Objectives: To develop and validate a deep learning (DL) based primary tumor biopsy signature for predicting axillary lymph node (ALN) metastasis preoperatively in early breast cancer (EBC) patients with clinically negative ALN.
Methods: A total of 1058 EBC patients with pathologically confirmed ALN status were enrolled from May 2010 to August 2020. A deep learning core-needle biopsy (DL-CNB) model was built on the attention based multiple instance learning (AMIL) framework to predict ALN status utilizing the deep learning features, which were extracted from the cancer areas of digitized whole-slide images (WSIs) of breast CNB specimens annotated by two pathologists. Accuracy, sensitivity, specificity, receiver operating characteristic (ROC) curves, and areas under the receiver operating characteristic curve (AUCs) were analyzed to evaluate our model.

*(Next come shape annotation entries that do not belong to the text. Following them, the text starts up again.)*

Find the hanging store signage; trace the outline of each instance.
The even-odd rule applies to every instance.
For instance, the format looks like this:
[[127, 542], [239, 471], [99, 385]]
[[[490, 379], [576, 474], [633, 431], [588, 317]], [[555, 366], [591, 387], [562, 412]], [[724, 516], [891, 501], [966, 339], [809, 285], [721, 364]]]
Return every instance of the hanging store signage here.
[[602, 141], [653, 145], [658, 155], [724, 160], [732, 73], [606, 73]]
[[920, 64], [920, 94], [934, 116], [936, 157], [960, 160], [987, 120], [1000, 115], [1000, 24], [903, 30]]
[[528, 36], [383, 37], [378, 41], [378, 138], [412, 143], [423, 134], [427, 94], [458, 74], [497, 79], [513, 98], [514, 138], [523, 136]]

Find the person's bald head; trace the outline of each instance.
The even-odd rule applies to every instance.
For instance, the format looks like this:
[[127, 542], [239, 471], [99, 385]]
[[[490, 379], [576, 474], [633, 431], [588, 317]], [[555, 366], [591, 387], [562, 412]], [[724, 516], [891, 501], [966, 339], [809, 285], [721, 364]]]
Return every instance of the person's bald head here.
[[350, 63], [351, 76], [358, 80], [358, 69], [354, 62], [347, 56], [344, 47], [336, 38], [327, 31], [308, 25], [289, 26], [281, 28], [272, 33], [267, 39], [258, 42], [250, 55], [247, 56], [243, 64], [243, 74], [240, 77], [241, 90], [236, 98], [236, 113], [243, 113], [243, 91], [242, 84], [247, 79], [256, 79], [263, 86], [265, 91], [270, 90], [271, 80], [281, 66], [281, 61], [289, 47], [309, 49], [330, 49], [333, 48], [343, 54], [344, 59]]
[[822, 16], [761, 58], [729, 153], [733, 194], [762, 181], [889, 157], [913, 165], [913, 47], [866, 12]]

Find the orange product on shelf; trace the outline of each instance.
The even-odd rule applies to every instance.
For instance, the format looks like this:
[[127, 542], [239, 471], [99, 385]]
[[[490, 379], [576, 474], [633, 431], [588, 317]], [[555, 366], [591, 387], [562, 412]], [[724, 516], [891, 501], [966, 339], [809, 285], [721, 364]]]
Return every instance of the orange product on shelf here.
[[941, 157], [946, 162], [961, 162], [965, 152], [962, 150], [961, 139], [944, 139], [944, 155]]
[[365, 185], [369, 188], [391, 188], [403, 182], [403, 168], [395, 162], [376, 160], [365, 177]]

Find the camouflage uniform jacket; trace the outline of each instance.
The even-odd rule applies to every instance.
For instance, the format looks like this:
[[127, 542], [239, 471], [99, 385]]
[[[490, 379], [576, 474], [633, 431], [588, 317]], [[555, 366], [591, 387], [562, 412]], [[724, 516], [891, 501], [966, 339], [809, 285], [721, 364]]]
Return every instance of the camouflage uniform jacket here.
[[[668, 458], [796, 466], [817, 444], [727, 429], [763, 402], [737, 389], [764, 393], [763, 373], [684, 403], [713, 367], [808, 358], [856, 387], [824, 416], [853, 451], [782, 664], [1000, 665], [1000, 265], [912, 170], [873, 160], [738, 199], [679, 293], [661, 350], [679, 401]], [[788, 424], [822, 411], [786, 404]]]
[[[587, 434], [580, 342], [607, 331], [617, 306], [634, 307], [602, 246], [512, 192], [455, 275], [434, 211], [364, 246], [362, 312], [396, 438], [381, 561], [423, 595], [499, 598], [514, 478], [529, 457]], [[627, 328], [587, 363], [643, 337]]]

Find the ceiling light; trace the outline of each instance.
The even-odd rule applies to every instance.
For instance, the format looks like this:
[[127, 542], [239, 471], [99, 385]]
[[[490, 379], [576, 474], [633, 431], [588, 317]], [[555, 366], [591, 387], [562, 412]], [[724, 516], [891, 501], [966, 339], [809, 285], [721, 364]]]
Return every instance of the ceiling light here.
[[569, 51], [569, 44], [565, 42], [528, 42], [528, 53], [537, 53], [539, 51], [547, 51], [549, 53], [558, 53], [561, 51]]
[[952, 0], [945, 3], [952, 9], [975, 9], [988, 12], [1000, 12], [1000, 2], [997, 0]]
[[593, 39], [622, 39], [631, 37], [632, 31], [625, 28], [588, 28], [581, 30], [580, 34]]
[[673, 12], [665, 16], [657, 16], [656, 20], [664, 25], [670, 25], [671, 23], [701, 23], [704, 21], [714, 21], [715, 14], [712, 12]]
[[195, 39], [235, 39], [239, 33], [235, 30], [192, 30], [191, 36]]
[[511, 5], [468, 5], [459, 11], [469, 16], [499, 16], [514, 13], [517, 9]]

Results: The best performing DL-CNB model with VGG16_BN as the feature extractor achieved an AUC of 0.816 (95% confidence interval (CI): 0.758, 0.865) in predicting positive ALN metastasis in the independent test cohort. Furthermore, our model incorporating the clinical data, which was called DL-CNB+C, yielded the best accuracy of 0.831 (95%CI: 0.775, 0.878), especially for patients younger than 50 years (AUC: 0.918, 95%CI: 0.825, 0.971). The interpretation of DL-CNB model showed that the top signatures most predictive of ALN metastasis were characterized by the nuclei features including density (p=0.015), circumference (p=0.009), circularity (p=0.010), and orientation (p=0.012).
Conclusion: Our study provides a novel deep learning-based biomarker on primary tumor CNB slides to predict the metastatic status of ALN preoperatively for patients with early breast cancer.